(Read Anthony's Chapter 2 "Transgender" below)
On April 27th, 2014, I attempted to kill myself and almost succeeded. I got to a point where everything I had been through with my life and myself, my battle with my religion, my sexuality... it all became too much to handle.
On that night in April, someone said some hurtful words that brought me down and completely destroyed me.That night when I shut my laptop, I decided that I was done with everything and that I couldn’t live anymore. I didn’t see any light in this darkness that I had. I just drove to the grocery store and bought all the pills that I could, took them when I got home, and tucked myself into bed.
A few minutes later, I realized what I had really done, so I messaged my friend and said “I did something really bad and I don’t know what to do- I just thought I should message you.’ She was the only friend who took the time to message me back. She asked ‘What’s wrong? What did you do? You can talk to me.’ So I messaged her back and told her what I had just done.
I could already feel my body rejecting all of the pills at that point. She hadn’t responded for a while and I figured it was because she didn’t know what to say. It was really because she was on the phone with the police trying to get them to go to my house. After 30 minutes, I got a knock on the door and the police came into my room. I was just laying there- so out of it. I remember watching it all happen and not responding, but I remember having a feeling of relief because they were there to help me and get me out of that situation. I just started crying because I was wanting to end everything, but there were still people who cared about me enough to want to help me get out of that hole that I was in.

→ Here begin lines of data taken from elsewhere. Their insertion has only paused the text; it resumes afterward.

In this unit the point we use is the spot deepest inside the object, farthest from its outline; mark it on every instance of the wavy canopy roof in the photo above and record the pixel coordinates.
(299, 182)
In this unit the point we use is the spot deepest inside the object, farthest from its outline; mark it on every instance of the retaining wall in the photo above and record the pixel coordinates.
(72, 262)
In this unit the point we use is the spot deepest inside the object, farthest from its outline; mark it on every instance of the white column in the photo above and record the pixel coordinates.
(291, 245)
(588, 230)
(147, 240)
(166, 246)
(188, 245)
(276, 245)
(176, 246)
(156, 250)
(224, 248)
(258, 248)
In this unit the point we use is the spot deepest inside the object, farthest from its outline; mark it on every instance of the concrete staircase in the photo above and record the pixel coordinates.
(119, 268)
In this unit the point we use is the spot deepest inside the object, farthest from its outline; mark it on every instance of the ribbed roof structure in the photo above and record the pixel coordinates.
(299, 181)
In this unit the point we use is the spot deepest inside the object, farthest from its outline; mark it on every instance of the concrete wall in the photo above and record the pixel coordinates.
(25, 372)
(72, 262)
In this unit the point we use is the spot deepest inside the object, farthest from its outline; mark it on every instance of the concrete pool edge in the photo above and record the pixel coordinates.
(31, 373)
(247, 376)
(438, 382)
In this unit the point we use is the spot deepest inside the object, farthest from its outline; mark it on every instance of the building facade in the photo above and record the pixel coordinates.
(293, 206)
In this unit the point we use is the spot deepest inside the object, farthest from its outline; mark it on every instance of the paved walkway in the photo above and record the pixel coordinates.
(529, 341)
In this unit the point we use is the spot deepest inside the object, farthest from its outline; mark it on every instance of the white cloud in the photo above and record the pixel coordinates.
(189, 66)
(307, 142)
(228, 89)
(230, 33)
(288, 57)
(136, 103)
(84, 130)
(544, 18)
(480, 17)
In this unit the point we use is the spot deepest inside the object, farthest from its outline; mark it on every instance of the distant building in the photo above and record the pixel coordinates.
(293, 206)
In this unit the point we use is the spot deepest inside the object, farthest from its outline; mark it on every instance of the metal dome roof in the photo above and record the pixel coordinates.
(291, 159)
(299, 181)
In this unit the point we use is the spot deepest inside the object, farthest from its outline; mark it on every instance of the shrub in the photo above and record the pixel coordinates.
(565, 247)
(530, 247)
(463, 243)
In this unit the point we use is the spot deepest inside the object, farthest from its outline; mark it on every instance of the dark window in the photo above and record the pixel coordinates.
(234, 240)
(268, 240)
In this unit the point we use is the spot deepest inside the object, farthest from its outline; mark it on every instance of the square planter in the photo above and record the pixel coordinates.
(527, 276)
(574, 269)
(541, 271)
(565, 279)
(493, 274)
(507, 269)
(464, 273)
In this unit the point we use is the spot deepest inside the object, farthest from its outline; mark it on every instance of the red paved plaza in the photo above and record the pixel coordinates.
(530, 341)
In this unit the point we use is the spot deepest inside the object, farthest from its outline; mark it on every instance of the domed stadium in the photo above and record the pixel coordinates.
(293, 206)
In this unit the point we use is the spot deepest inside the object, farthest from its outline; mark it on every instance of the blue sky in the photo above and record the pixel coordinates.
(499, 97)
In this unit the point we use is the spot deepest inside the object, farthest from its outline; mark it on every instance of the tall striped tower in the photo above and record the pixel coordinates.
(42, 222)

After about 3 days of staying in the hospital, I was taken to a behavioral health center. Being put into a mental health facility scared me, even though everyone I met there was extremely nice, their issues were just as extreme. I changed my whole view on life there. The classes that I took and the people that I met there were just so life changing. It was so incredible to see people who had the same issues and struggles as me but who were making an effort to actually change their view about it.
Looking back on my attempt at suicide, I am so thankful that I wasn't successful in taking my own life. I realize there are many people that love me and no matter how bleak the future may look, there is hope. Before I go (and I want to go naturally), I want to make sure that I lived life fully and that I appreciated every experience, good or bad. That is my message to anybody going through something like this: Remember that you are loved, there is hope and live life fully appreciating the experience it is.